Exelixis’ once-failed cancer prospect gains FDA nod in kidney cancer

Two years after a failed trial and an uncertain future, Exelixis ($EXEL) has finally turned around its misfortunes after being granted U.S. approval for cabozantinib.

The FDA has now given the drug--named Cabometyx--a license in the second-line setting for patients with advanced renal cell carcinoma (RCC) who have already been given an anti-angiogenic therapy.

The tablet’s approval is based on the Phase III Meteor trial--which met its primary endpoint of improving progression-free survival by nearly double (median PFS of 7.4 months vs. 3.8 months) when compared to Novartis’ ($NSV) Afinitor in second-line RCC patients. The drug also significantly improved the objective response rate compared with its rival.

And in new long-term data posted in February, the drug also met its secondary endpoint of boosting overall survival--the golden standard in oncology trials--against Afinitor, with median OS being  21.4 months in the Cabometyx arm, versus the 16.5 months for those taking the Swiss major’s treatment.

Cabozantinib won approval back in 2012 to treat a rare form of thyroid cancer--the first step in what Exelixis hoped would be a string of regulatory successes that would expand its indications.

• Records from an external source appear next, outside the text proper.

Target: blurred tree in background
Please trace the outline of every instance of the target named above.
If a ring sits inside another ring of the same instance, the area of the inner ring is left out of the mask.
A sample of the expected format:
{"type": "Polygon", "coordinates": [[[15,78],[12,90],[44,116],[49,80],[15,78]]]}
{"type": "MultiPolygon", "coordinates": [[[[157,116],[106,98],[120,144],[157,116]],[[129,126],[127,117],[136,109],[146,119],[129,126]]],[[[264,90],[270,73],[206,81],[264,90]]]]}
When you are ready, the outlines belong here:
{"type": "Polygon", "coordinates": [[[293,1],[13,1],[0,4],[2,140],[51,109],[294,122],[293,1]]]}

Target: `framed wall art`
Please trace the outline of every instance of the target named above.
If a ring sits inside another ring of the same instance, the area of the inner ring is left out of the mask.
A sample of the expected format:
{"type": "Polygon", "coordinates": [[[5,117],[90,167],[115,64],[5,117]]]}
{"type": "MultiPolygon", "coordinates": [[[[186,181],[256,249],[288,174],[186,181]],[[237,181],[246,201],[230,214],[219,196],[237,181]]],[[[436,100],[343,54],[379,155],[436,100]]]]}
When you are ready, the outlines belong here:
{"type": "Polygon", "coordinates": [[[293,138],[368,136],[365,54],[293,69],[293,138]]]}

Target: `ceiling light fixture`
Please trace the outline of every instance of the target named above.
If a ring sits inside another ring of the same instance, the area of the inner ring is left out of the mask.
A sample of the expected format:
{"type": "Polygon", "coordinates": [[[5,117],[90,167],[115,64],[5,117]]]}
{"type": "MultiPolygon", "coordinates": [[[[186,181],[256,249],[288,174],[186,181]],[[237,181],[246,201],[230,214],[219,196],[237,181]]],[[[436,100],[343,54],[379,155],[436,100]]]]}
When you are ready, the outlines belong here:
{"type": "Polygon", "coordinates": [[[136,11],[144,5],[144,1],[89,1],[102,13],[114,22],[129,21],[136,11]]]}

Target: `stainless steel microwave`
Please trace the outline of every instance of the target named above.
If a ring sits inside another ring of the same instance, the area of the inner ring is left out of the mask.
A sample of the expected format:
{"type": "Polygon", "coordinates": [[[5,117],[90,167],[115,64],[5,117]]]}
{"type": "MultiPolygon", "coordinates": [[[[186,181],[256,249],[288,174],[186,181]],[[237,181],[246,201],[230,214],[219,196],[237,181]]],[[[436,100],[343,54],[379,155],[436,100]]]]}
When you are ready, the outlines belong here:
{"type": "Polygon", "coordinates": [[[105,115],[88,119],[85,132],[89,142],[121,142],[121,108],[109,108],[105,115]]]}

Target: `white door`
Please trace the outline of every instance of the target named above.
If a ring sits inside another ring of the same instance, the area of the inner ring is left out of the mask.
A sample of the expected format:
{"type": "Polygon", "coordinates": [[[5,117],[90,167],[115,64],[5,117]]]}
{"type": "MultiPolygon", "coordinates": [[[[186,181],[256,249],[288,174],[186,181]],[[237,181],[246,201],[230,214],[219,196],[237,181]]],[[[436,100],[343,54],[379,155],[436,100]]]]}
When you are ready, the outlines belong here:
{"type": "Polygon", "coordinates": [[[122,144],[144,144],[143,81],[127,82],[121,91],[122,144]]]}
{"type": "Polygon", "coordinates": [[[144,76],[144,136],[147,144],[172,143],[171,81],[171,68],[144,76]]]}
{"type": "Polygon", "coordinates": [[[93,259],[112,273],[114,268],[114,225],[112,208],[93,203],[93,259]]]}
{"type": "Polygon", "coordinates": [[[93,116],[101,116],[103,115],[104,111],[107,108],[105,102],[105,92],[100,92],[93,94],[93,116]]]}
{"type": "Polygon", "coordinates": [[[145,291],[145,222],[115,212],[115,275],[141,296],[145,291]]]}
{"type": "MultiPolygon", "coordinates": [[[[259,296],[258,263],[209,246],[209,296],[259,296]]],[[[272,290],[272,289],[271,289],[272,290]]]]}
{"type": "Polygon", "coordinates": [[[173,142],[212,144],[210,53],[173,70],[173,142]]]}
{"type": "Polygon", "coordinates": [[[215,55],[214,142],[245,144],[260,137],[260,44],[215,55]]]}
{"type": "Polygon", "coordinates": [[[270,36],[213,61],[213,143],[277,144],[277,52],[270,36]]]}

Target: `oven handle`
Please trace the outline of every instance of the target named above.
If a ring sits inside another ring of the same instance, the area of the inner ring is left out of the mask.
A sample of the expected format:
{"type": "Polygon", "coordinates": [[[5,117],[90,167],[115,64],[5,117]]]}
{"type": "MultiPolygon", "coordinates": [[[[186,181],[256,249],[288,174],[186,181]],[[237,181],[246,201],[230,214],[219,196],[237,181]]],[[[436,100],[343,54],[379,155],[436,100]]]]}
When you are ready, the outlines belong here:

But two years later, cabozantinib missed its primary endpoint in a big Phase III trial in prostate cancer, roughly halving Exelixis' market cap and leading the biotech to lay off about 70% of its workforce and shift its bets to kidney cancer.

Things looked bleak for the South San Francisco, CA-based biotech, but this week’s approval brings the drug from treating medullary thyroid cancer--affecting just a few hundred patients a year--to a treatable kidney cancer population of 17,000 in the U.S. and 37,000 around the world.

This is also good news for French drugmaker Ipsen, which last month spent $855 million on Cabometyx--paying $200 million up front for the rights to the drug outside the U.S., Canada and Japan.

The treatment is also in the midst of a Phase III trial in hepatocellular carcinoma with data expected next year--and Ipsen has promised to pay out another $50 million if regulators sign off on that indication. Exelixis is also in line for as much as $545 million in milestone payments plus tiered royalties of up to 26% on all of Ipsen's future Cabometyx sales.